On a call with a second consultant, I discussed the usual: how I spent my time outside of academics and how they aligned with my interests. She appreciated that I was interested in an undersaturated field, a fact I myself have come to be thankful for. However, when I mentioned a specific, crucial detail about me, her attitude shifted.

At the height of Covid-19, I was sucked into the world of Minecraft server development. During my weeks in quarantine hotels, I stayed up later than I had ever before, designing, programming, and advertising my servers. My presence online expanded rapidly, along with my joy. Sadly, towards the end of the pandemic, as school and the rest of life resumed, I had to put servers on indefinite hold.

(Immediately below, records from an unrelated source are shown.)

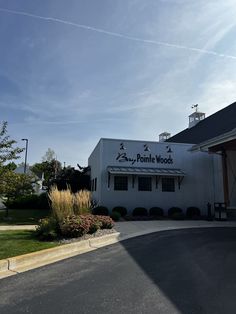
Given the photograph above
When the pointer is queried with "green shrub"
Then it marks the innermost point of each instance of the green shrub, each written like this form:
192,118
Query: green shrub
174,210
121,210
115,216
43,201
193,212
100,210
92,221
30,201
140,211
106,222
73,226
156,211
47,229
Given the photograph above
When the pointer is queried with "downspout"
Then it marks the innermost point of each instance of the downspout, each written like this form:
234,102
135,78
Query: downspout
225,177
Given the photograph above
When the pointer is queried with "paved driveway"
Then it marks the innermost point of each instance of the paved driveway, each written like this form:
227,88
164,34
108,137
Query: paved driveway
179,271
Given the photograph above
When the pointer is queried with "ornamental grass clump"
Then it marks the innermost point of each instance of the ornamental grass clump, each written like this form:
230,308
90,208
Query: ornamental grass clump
61,203
82,202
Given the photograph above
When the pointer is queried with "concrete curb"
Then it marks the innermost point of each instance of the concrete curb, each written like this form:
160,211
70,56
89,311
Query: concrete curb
22,263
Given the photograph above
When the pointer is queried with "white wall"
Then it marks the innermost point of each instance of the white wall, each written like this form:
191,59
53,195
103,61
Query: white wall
231,165
197,188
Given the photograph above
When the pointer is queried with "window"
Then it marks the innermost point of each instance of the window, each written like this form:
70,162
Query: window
121,183
168,184
144,183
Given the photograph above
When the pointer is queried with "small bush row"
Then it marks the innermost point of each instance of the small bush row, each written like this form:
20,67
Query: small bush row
173,212
72,226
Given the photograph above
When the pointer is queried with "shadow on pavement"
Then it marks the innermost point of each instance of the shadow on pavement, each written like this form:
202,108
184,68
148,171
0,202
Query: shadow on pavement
194,268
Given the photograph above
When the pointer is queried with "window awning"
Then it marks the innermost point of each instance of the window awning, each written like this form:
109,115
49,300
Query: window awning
146,171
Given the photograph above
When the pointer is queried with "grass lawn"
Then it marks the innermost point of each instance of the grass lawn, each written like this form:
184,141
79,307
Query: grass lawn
13,243
23,216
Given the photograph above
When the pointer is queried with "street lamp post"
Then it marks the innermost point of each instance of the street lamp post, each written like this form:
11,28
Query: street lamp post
26,151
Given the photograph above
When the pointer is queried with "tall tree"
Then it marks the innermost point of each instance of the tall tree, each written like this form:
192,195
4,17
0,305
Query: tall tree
49,167
49,155
7,150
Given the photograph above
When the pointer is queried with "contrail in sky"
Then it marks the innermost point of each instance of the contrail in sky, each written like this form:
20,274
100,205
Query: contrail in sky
120,35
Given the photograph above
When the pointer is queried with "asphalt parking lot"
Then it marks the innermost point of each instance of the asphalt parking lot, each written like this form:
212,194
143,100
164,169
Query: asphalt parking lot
177,271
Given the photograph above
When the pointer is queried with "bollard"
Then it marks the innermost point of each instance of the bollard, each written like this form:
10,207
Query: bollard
209,215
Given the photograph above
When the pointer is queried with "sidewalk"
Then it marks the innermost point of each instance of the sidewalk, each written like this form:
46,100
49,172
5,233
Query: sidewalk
124,230
129,229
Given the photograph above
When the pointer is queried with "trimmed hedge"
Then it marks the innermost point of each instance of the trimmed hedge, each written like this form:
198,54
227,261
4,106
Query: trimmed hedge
173,211
100,210
121,210
193,212
156,212
140,211
115,216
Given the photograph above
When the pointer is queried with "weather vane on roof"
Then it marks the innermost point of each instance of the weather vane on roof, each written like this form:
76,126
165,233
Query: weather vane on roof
195,106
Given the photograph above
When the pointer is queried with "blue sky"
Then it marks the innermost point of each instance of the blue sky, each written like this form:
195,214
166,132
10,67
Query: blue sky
75,71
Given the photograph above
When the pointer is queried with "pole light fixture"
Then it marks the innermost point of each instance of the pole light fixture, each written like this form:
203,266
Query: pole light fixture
26,152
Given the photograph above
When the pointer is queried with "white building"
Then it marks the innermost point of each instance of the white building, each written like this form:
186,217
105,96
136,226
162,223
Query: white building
147,174
193,168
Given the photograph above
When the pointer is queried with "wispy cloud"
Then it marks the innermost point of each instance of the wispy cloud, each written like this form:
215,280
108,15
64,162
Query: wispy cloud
119,35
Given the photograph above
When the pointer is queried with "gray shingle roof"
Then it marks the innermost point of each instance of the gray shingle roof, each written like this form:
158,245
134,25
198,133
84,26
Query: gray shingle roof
220,122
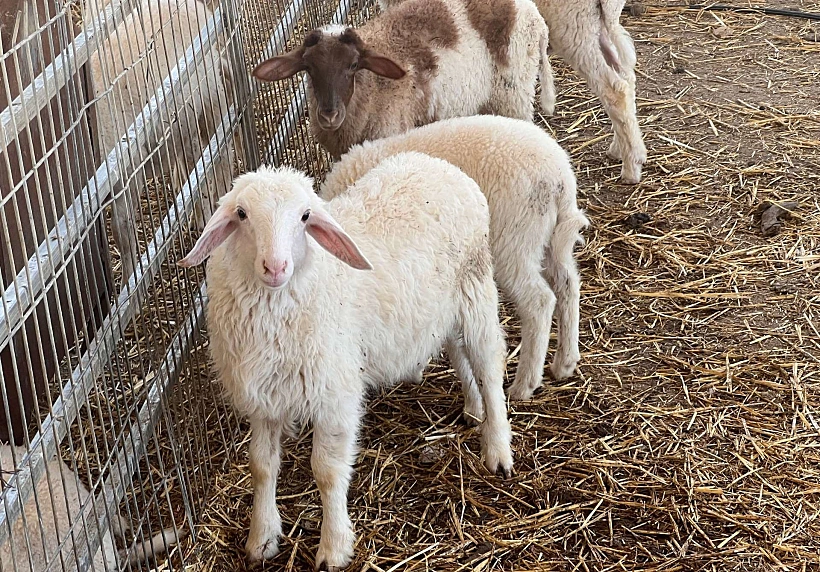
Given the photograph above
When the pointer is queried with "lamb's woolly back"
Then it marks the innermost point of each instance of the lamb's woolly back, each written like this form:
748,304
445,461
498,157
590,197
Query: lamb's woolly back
306,349
535,220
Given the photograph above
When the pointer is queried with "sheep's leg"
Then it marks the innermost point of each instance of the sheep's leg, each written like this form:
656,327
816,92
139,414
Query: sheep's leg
334,451
562,273
123,224
613,83
534,302
486,352
473,402
616,90
627,145
266,524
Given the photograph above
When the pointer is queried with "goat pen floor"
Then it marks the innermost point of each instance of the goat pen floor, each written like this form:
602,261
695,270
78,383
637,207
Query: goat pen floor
688,440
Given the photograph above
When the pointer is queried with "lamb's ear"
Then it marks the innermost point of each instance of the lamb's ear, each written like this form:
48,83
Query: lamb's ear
280,67
335,240
381,65
223,222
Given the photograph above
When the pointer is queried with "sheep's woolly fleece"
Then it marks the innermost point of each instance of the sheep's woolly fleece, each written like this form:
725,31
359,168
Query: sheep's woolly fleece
689,440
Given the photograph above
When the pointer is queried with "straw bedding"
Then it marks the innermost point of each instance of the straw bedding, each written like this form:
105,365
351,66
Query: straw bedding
689,440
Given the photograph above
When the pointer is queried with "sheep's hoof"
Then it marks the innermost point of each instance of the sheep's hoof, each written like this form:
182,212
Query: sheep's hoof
563,368
324,566
507,472
614,152
631,176
338,556
470,420
262,551
498,458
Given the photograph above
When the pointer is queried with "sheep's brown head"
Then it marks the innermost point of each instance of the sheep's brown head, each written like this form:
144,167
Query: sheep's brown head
332,56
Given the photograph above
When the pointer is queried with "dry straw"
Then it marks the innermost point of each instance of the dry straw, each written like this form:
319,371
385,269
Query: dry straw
690,438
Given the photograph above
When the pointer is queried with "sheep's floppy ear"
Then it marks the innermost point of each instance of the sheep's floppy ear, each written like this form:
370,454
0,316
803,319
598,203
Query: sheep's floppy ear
220,227
335,240
280,67
381,65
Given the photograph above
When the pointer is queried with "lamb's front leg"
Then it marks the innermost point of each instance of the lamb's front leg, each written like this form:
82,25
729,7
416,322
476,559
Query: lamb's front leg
266,524
334,451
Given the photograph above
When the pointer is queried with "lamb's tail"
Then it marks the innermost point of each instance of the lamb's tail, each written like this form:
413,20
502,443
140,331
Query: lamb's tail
547,101
159,544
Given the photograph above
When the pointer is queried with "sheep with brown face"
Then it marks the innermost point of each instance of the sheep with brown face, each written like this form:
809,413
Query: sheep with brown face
423,61
589,36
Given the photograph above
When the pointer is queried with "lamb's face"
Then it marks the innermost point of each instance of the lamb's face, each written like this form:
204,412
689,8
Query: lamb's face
332,57
270,212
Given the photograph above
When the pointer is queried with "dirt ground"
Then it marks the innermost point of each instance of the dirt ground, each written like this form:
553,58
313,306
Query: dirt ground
689,439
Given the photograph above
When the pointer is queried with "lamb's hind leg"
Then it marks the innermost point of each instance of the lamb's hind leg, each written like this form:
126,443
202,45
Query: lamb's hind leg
473,402
266,524
607,61
123,226
562,273
334,451
486,352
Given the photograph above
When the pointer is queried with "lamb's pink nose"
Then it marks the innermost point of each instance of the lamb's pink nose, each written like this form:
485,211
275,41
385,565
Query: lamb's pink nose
275,269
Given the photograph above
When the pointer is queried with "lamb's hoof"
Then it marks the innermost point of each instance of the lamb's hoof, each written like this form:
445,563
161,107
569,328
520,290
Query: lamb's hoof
262,551
632,168
614,152
498,456
337,558
324,566
563,368
507,472
470,419
500,466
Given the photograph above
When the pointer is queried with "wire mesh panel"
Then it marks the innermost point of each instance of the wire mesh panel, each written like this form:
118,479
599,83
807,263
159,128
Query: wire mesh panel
122,122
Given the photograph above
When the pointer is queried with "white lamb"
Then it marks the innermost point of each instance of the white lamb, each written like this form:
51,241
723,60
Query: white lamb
298,331
125,72
589,36
534,224
423,61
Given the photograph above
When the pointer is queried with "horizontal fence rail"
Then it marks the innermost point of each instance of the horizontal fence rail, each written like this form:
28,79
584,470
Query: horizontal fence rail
32,283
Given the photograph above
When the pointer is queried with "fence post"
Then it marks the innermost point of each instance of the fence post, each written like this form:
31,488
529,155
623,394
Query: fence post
78,298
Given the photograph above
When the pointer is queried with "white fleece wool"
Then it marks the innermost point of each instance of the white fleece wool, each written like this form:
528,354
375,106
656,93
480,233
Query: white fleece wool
534,222
308,350
467,80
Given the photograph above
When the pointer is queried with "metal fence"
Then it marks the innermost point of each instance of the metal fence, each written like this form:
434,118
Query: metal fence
121,123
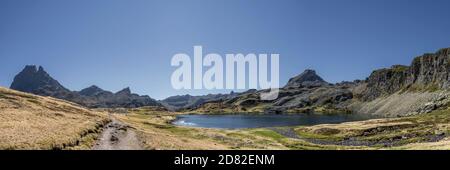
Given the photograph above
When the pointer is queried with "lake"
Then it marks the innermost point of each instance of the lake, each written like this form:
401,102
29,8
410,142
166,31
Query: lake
256,121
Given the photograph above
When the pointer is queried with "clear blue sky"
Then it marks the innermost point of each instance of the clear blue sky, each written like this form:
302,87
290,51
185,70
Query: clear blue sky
120,43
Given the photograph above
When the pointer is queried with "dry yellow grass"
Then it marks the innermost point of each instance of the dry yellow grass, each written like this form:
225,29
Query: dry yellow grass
34,122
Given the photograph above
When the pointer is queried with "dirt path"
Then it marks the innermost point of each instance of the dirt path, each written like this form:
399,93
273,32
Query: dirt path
117,136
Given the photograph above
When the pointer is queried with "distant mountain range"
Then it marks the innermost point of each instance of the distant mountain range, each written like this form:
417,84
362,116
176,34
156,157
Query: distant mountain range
395,91
37,81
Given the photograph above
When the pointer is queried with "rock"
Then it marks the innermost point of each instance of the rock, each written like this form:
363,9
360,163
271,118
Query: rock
308,78
428,72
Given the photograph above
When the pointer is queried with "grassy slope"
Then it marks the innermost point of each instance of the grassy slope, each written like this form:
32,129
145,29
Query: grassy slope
34,122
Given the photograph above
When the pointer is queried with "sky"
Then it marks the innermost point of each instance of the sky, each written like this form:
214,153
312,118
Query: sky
130,43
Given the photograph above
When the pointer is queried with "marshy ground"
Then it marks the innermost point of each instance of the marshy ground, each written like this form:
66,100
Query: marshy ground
428,131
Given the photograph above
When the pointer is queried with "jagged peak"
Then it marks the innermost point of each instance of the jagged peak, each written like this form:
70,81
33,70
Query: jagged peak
124,91
308,77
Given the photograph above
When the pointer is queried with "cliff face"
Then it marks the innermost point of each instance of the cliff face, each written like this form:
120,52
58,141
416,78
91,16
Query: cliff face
37,81
427,73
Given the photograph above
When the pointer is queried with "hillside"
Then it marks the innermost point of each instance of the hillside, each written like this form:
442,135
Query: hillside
397,91
37,81
34,122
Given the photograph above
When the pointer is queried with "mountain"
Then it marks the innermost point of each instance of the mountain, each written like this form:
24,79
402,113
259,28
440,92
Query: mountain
37,81
399,90
187,101
34,122
302,93
308,78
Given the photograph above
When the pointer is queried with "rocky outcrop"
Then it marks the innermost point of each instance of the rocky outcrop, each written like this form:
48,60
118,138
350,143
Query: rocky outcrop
308,78
307,90
396,91
187,101
37,81
426,73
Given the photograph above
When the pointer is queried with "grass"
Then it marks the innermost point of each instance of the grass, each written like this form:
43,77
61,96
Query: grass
34,122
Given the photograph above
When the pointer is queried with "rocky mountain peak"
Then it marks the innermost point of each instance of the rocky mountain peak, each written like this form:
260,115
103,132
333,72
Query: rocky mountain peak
125,91
36,80
91,91
308,78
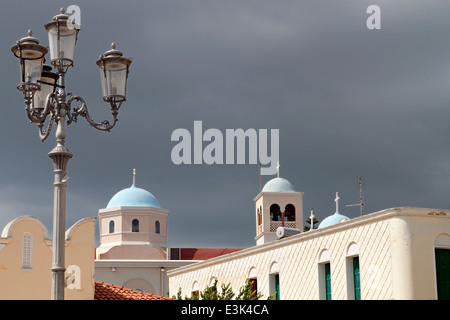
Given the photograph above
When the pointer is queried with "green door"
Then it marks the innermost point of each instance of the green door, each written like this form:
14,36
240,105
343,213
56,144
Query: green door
356,281
443,273
328,281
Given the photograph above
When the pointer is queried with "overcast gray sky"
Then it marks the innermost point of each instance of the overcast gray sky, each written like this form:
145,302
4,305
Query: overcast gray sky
348,102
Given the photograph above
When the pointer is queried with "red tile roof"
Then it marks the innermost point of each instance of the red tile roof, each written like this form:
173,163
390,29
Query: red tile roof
106,291
204,253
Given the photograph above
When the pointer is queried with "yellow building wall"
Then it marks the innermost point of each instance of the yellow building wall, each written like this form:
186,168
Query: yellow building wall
35,283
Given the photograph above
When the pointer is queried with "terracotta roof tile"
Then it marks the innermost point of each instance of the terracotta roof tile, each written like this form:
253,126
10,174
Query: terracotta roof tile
106,291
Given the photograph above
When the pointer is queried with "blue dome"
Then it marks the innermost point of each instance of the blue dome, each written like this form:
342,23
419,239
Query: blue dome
278,185
133,197
333,219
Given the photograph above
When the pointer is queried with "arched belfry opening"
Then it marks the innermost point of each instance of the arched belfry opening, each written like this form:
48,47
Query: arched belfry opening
277,205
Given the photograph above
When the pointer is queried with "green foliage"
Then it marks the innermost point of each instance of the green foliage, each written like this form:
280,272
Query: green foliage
246,292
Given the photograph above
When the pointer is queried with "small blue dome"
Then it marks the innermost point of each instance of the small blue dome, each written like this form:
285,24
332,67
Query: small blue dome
278,185
133,197
333,219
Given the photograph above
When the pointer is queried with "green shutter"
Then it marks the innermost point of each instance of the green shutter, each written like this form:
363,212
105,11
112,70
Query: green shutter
356,281
443,273
328,281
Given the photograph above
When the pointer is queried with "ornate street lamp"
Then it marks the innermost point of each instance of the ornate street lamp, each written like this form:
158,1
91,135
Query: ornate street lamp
46,101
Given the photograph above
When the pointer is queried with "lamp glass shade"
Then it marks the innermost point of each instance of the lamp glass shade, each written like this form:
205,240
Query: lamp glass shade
114,80
31,56
114,74
48,85
31,71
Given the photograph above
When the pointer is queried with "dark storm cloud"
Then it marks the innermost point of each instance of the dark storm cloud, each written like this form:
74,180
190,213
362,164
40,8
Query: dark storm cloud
348,102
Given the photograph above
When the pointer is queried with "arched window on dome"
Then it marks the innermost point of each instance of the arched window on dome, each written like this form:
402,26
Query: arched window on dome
275,213
135,225
289,212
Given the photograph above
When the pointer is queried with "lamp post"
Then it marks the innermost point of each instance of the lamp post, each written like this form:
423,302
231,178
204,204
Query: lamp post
46,101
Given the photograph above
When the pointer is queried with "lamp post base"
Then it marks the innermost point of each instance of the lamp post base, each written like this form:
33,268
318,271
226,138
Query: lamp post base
60,156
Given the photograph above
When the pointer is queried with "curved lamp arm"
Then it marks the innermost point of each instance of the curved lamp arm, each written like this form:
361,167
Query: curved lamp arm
82,111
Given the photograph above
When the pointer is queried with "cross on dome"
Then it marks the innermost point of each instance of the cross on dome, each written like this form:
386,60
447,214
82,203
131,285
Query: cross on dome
337,201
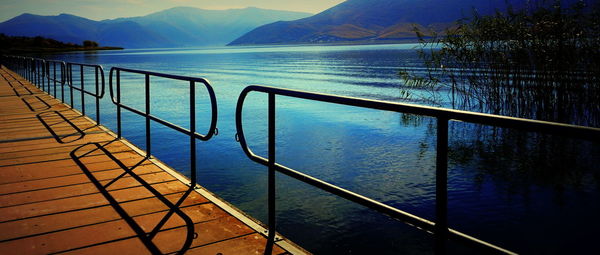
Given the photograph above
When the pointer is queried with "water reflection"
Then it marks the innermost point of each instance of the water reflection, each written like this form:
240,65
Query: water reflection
511,188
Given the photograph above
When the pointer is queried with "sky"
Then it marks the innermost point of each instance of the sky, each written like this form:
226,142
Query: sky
110,9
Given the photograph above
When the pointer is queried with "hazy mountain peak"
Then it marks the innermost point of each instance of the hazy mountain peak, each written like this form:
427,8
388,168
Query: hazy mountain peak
370,20
177,26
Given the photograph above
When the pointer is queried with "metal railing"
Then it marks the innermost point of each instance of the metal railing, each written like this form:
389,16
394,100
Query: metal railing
115,94
54,68
440,227
99,85
48,74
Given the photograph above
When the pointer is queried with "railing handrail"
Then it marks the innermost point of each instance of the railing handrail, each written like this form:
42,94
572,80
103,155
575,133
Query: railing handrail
574,131
441,229
100,93
191,132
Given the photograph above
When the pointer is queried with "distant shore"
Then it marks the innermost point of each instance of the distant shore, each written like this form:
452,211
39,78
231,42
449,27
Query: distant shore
52,50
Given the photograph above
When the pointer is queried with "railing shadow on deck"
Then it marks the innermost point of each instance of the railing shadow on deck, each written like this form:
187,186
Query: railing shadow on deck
146,238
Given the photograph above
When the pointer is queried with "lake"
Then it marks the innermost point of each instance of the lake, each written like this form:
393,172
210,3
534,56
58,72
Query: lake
526,192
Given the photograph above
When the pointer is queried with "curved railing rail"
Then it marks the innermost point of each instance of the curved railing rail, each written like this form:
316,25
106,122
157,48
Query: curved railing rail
115,94
440,228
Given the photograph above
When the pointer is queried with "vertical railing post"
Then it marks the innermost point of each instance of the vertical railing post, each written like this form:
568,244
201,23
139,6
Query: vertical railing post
54,76
81,78
119,133
97,98
192,133
70,72
271,177
63,80
148,142
441,184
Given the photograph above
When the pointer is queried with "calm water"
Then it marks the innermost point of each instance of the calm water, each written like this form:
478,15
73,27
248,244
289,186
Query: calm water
525,192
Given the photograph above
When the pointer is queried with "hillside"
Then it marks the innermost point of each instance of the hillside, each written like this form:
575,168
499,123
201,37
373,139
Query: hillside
20,44
176,27
370,21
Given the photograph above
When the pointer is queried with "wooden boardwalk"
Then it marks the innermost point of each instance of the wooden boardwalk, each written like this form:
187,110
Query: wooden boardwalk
68,186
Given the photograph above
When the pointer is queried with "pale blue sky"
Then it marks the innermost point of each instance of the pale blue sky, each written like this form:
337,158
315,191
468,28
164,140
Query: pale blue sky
110,9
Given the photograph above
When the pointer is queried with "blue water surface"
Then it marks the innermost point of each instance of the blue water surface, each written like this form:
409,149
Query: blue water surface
502,189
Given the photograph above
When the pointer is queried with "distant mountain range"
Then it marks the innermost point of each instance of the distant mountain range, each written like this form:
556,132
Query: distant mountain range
176,27
372,21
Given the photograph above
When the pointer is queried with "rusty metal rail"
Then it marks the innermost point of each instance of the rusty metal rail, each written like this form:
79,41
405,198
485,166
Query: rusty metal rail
440,227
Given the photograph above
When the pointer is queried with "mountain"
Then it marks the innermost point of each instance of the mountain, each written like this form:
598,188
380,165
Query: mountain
371,21
175,27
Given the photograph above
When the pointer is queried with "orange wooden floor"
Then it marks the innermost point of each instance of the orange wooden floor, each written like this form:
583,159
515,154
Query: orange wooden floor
68,186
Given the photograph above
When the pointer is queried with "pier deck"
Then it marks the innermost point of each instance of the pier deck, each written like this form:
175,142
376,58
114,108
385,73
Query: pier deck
69,186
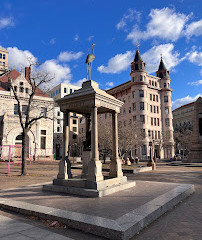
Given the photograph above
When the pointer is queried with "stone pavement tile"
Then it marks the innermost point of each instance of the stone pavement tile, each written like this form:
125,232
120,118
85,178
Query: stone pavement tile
9,226
39,233
16,236
14,229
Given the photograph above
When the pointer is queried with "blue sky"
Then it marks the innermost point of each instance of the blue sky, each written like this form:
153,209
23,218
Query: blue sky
57,34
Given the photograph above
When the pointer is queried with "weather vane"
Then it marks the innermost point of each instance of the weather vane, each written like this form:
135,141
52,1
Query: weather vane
89,60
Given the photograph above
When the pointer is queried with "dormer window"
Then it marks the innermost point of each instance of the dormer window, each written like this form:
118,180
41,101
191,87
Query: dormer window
21,89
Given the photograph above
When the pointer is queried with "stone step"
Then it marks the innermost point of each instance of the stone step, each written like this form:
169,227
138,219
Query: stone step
89,192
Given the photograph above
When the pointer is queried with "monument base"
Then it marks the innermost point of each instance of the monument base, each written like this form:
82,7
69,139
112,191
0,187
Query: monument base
83,187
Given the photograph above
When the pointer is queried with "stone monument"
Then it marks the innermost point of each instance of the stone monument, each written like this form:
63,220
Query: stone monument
195,154
90,101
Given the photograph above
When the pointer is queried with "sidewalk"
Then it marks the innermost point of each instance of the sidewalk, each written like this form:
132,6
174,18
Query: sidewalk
14,229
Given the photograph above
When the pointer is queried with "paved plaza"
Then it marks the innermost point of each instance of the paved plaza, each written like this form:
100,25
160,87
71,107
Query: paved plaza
182,222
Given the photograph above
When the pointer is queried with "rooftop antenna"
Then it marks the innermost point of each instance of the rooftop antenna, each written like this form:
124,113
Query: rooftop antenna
89,60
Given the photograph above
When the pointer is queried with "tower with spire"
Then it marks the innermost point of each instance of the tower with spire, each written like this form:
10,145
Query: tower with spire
166,107
147,105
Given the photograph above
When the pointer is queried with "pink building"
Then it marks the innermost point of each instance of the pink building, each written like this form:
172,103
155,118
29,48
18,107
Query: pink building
147,103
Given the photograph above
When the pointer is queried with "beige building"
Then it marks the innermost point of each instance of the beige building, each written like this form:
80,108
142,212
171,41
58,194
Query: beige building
60,91
183,117
147,104
40,136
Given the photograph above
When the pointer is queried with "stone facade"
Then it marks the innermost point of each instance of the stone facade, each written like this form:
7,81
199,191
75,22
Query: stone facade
195,154
147,103
58,92
40,136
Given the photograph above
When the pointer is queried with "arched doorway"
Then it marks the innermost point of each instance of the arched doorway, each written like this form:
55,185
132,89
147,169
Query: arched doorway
18,146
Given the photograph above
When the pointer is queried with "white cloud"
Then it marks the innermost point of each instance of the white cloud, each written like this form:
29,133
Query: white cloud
118,63
128,17
79,82
152,57
76,37
19,59
165,23
61,73
196,83
195,57
194,28
182,101
90,38
52,41
6,22
69,56
110,84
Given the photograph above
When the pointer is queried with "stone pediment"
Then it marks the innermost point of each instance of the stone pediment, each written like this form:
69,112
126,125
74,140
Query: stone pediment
83,100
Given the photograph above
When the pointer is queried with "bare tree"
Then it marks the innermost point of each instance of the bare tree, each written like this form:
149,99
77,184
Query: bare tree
36,79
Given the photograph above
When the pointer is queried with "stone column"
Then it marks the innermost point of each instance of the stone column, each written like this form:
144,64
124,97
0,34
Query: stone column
95,166
115,165
63,164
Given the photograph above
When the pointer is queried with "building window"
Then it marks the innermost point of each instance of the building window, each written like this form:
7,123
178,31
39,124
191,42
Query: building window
134,106
141,93
165,98
143,150
15,109
43,112
141,105
21,89
142,118
43,139
24,109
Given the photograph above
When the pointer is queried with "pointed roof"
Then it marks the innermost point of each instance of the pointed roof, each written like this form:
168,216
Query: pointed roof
137,55
162,65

When I described this to my second consultant, my voice had the jumpiness of a toddler harping about something new they’d discovered. In my head, the words glistened with the fond memories they represented. As my lengthy report concluded, the consultant didn’t respond. Snippets of mic interference filled the silence. After a few moments, she flatly replied:

“Could we find a more useful project you can represent yourself with?” A line delivered with scorn.

The conversation itself happened in Chinese, but the word “useful” has an ambiguity in both languages. Did she mean useful as in useful to the world? Like the non-profits high schoolers are now caught up with? Or did she mean useful as in useful to my application?

Somehow, I took each branched interpretation of her rhetorical question as a jab at myself. Though I wasn’t soul-crushingly insulted by her scepticism—it was just a video game project from years ago, after all—I could still recognise that my pride in it sounded childish. I felt as if once again, the consultant was lost in her own blueprint of what I should become. That’s what she was basing her advice on instead of the identity I was trying so hard to share with her. I angrily peeled the phone away from my ear and returned it to my mom sitting outside the room. “Our conversation is over,” I said.

The biggest critique of college consulting companies is that they tend to package students, gilding them beyond who they really are. Many of these companies are quick to deny this fact, fearing that the negative stigma associated with the word would worsen people’s views of them. I disagree with both claims. Packaging isn’t bad; it’s necessary. What else would we want to portray to admissions officers, if not our best selves? It’s why all college consultants will, unavoidably, do it. And admittedly, it’s what I wanted help with when I first explored them as an option. If being authentic means being guided down a wearisome path to be seen that way, then it’s a path we must strive to go down.

I believe that the main danger is risking what makes you fundamentally you—a student giving up control to be steered by the consultant. I desperately wanted my own control of the wheel, and a third hand on it felt inauthentic to me. While a college consultant has expertise in helping us navigate the complicated world of college admissions, we have expertise in our own authentic selves.